One thing that I found with my own healthcare industry, and I think extends to many professional sectors, is that the time between applying for work and starting can be somewhat lengthy – up to three months.
This would apply to my experience of both public and private work.
For this reason, I would suggest that if you are looking for a professional job that you do quite a bit of homework before moving and maybe even start applying for jobs before you move to minimize the time you are sat waiting around to start work.
17. Would you recommend others to live in Glasgow?
Yes! I’m sure Glasgow is not for everyone, but it is a vibrant and fun place, and if you can get past the grey skies and rain, you will learn to love the city.
18. What have you learned from living abroad?
Living abroad has taught me how important it is to take chances and step out of your comfort zone.
Many challenges come with leaving the place you know as home and trying to set up a new life in a foreign place.
Overcoming these challenges is what helps you to grow as a person.
Things won’t always work out exactly the way you had imagined, but as long as you learn from each experience, it’s all still valuable.
There is a saying here in Scotland that goes, ‘what is for you won’t go by you.’ I find comfort in this saying when I think things aren’t going the way I had planned.
My name is Katie, and I’m a physiotherapist from Perth, Australia.
Coming from the most isolated capital city in the world, I’ve always had a sense of wanting to travel and see different parts of the world, whether it be my own country or somewhere much further away.
My first taste of overseas was not until I was 20 years old when a high-school friend and I started exploring Europe on a working holiday. During this six-month visit, I spent a tiny three days in Scotland and decided I loved this place and would come back to live here one day.

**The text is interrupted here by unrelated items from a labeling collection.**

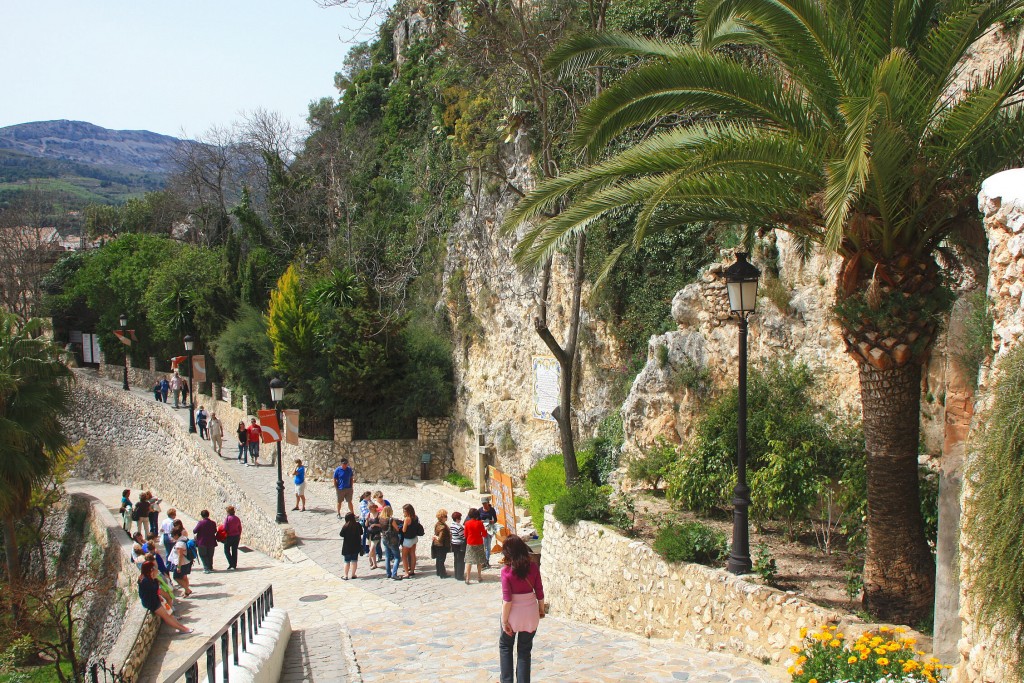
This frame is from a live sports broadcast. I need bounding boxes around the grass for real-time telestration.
[0,661,71,683]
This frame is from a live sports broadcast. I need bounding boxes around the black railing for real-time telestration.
[163,585,273,683]
[89,659,125,683]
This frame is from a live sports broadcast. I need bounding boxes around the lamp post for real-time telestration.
[120,313,128,391]
[184,335,196,434]
[270,377,288,524]
[725,252,761,573]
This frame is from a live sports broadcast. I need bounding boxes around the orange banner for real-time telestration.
[191,355,206,382]
[256,411,281,443]
[487,465,516,538]
[283,408,299,445]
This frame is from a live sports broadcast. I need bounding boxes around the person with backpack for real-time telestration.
[381,505,401,581]
[196,405,210,439]
[246,418,263,467]
[401,503,423,579]
[217,505,242,570]
[193,510,217,573]
[338,512,362,581]
[169,526,197,598]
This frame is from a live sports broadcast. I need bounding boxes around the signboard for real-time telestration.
[191,355,206,382]
[487,465,516,541]
[283,408,299,445]
[82,334,99,362]
[534,355,562,422]
[256,411,281,443]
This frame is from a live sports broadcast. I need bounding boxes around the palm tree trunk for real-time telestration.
[3,514,22,623]
[859,360,935,625]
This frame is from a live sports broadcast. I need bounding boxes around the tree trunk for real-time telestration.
[3,515,22,623]
[859,360,935,625]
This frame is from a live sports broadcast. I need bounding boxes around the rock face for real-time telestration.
[622,232,945,454]
[950,169,1024,683]
[443,133,622,482]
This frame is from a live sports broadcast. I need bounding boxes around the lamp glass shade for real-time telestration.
[270,378,285,403]
[725,252,761,313]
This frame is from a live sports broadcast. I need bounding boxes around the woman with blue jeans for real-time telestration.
[498,536,544,683]
[381,505,401,581]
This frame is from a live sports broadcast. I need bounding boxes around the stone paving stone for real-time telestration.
[74,387,787,683]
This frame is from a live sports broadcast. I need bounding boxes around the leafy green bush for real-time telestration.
[444,472,473,488]
[965,345,1024,675]
[654,522,725,564]
[628,436,678,490]
[666,362,863,533]
[525,451,594,536]
[555,479,610,526]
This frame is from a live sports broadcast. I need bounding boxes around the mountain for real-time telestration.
[0,121,181,174]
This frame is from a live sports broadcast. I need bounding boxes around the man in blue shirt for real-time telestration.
[334,458,355,519]
[292,460,306,511]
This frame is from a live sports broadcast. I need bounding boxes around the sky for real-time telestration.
[0,0,379,137]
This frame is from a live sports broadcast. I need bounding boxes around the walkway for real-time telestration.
[75,374,786,683]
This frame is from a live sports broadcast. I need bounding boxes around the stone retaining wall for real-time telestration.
[72,493,161,681]
[65,370,294,557]
[541,506,847,665]
[196,387,454,482]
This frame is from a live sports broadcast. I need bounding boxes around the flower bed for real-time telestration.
[788,626,949,683]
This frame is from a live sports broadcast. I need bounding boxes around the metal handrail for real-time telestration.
[163,584,273,683]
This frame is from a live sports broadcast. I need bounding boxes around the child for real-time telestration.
[338,512,362,581]
[292,460,306,512]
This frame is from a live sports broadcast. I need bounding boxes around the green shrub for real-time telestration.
[525,451,594,536]
[628,436,678,490]
[555,479,610,526]
[754,543,778,586]
[584,411,626,484]
[965,344,1024,676]
[444,472,473,488]
[654,522,725,564]
[666,362,863,533]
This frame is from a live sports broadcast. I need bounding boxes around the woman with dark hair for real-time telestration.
[401,503,423,579]
[338,512,362,581]
[462,508,487,584]
[498,536,544,683]
[138,561,196,634]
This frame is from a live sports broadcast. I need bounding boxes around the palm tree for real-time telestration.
[0,312,73,584]
[507,0,1024,623]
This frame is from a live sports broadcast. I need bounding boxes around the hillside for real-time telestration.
[0,121,180,173]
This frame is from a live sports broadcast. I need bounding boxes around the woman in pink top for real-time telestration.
[498,536,544,683]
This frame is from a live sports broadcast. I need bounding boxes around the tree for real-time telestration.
[0,312,73,602]
[509,0,1024,623]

Fast forward ten years, and I found myself living in the suburbs of Perth with a 9-5 job and a dog, wondering what had happened to those lustful travel dreams.
Since moving to Glasgow, I met my partner – Ian, who also loves travel and has completed a world trip in 2010.
We are now in the process of planning our adventure together, where we hope to travel to places neither of us has yet encountered, including much of Eastern Europe, Russia, and parts of Asia.